How do social imaginaries impact market systems?
Location: Bedford Square Room 1-01
Speaker: Dr Thomas Robinson, Cass Business School
Abstract: Market systems research focuses on how discursive negotiations among market stakeholders spur change according to specific social logics. However, less is known about how the social imaginary structures market stakeholders’ moral assessment of change towards the future and how this impacts market speeds. Based on a comparative discourse analysis of news media coverage on robots in Britain (3,023 articles) and the United States (2,104 articles), we therefore ask: How do social imaginaries impact market systems? Our empirical model captures three discursive causations that appear from social imaginaries: 1)'Embedding’ which establishes the technology as a social function; 2) 'Prediction' establishes imagined future outcomes to assess the moral (in-)validation of the technology; and 3)"market speed calibration" provides discourses about optimal rate of change brought about by market offering going into the future, i.e. as too fast or too slow.
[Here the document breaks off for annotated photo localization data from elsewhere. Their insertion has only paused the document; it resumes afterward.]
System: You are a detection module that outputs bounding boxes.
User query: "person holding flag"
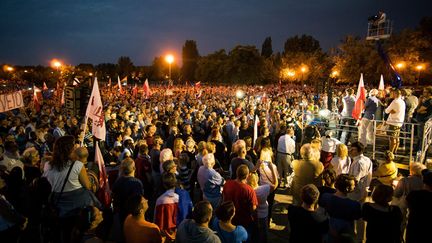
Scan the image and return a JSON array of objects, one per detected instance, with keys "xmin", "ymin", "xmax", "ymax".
[
  {"xmin": 358, "ymin": 89, "xmax": 380, "ymax": 148},
  {"xmin": 385, "ymin": 89, "xmax": 406, "ymax": 154},
  {"xmin": 117, "ymin": 76, "xmax": 125, "ymax": 95},
  {"xmin": 84, "ymin": 78, "xmax": 111, "ymax": 208},
  {"xmin": 143, "ymin": 79, "xmax": 151, "ymax": 99}
]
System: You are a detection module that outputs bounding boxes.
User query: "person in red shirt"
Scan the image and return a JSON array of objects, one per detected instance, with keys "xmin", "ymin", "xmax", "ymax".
[
  {"xmin": 223, "ymin": 165, "xmax": 258, "ymax": 242},
  {"xmin": 123, "ymin": 194, "xmax": 162, "ymax": 243}
]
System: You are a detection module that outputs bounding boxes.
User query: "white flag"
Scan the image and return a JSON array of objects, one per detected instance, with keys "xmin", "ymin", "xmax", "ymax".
[
  {"xmin": 86, "ymin": 78, "xmax": 106, "ymax": 140},
  {"xmin": 378, "ymin": 74, "xmax": 385, "ymax": 90},
  {"xmin": 253, "ymin": 115, "xmax": 259, "ymax": 146}
]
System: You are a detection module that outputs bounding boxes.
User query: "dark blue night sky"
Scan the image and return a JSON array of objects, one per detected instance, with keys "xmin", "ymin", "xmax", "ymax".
[{"xmin": 0, "ymin": 0, "xmax": 432, "ymax": 65}]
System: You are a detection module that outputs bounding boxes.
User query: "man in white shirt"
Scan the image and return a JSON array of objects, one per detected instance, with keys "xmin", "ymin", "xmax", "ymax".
[
  {"xmin": 339, "ymin": 88, "xmax": 356, "ymax": 144},
  {"xmin": 276, "ymin": 128, "xmax": 295, "ymax": 187},
  {"xmin": 385, "ymin": 89, "xmax": 406, "ymax": 153},
  {"xmin": 348, "ymin": 142, "xmax": 372, "ymax": 202}
]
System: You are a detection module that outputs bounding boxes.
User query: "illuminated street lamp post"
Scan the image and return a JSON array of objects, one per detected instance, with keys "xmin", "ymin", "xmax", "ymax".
[
  {"xmin": 51, "ymin": 59, "xmax": 62, "ymax": 72},
  {"xmin": 165, "ymin": 54, "xmax": 174, "ymax": 81},
  {"xmin": 396, "ymin": 62, "xmax": 405, "ymax": 70},
  {"xmin": 300, "ymin": 66, "xmax": 307, "ymax": 89},
  {"xmin": 327, "ymin": 70, "xmax": 339, "ymax": 111}
]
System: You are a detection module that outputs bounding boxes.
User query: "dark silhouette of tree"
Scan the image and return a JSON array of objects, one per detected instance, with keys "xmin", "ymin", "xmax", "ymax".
[
  {"xmin": 280, "ymin": 35, "xmax": 331, "ymax": 84},
  {"xmin": 261, "ymin": 36, "xmax": 273, "ymax": 58},
  {"xmin": 181, "ymin": 40, "xmax": 199, "ymax": 81}
]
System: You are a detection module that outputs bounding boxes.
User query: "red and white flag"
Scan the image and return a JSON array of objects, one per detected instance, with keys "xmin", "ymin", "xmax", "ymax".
[
  {"xmin": 143, "ymin": 79, "xmax": 151, "ymax": 99},
  {"xmin": 352, "ymin": 73, "xmax": 366, "ymax": 120},
  {"xmin": 33, "ymin": 85, "xmax": 40, "ymax": 112},
  {"xmin": 86, "ymin": 78, "xmax": 106, "ymax": 140},
  {"xmin": 253, "ymin": 115, "xmax": 259, "ymax": 146},
  {"xmin": 194, "ymin": 81, "xmax": 201, "ymax": 89},
  {"xmin": 132, "ymin": 84, "xmax": 138, "ymax": 98},
  {"xmin": 117, "ymin": 76, "xmax": 124, "ymax": 95},
  {"xmin": 95, "ymin": 143, "xmax": 111, "ymax": 208},
  {"xmin": 72, "ymin": 78, "xmax": 81, "ymax": 86}
]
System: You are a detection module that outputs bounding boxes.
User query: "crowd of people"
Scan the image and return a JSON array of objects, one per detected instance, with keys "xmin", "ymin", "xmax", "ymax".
[{"xmin": 0, "ymin": 82, "xmax": 432, "ymax": 243}]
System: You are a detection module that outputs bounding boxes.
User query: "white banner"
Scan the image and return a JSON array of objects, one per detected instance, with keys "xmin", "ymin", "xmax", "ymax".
[{"xmin": 0, "ymin": 91, "xmax": 24, "ymax": 113}]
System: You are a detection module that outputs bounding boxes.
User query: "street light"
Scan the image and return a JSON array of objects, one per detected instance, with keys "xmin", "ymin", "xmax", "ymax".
[
  {"xmin": 165, "ymin": 54, "xmax": 174, "ymax": 81},
  {"xmin": 5, "ymin": 66, "xmax": 14, "ymax": 72},
  {"xmin": 416, "ymin": 64, "xmax": 424, "ymax": 86},
  {"xmin": 51, "ymin": 59, "xmax": 62, "ymax": 72},
  {"xmin": 396, "ymin": 62, "xmax": 405, "ymax": 70},
  {"xmin": 300, "ymin": 66, "xmax": 307, "ymax": 89}
]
From our empirical analysis we introduce the scale from permissive to restrictive moral regimes as a new dimension in Market Systems Dynamics.
Biography of speaker: Thomas Derek Robinson is a Lecturer at Cass Business School. He did his PhD on Time and Culture in Consumer Behaviour at the University of Southern Denmark. Thomas’ current research draws on philosophical, sociological and anthropological theories to engage with nostalgia, mobility, non-western material culture, robotics, friendship, food and sleep.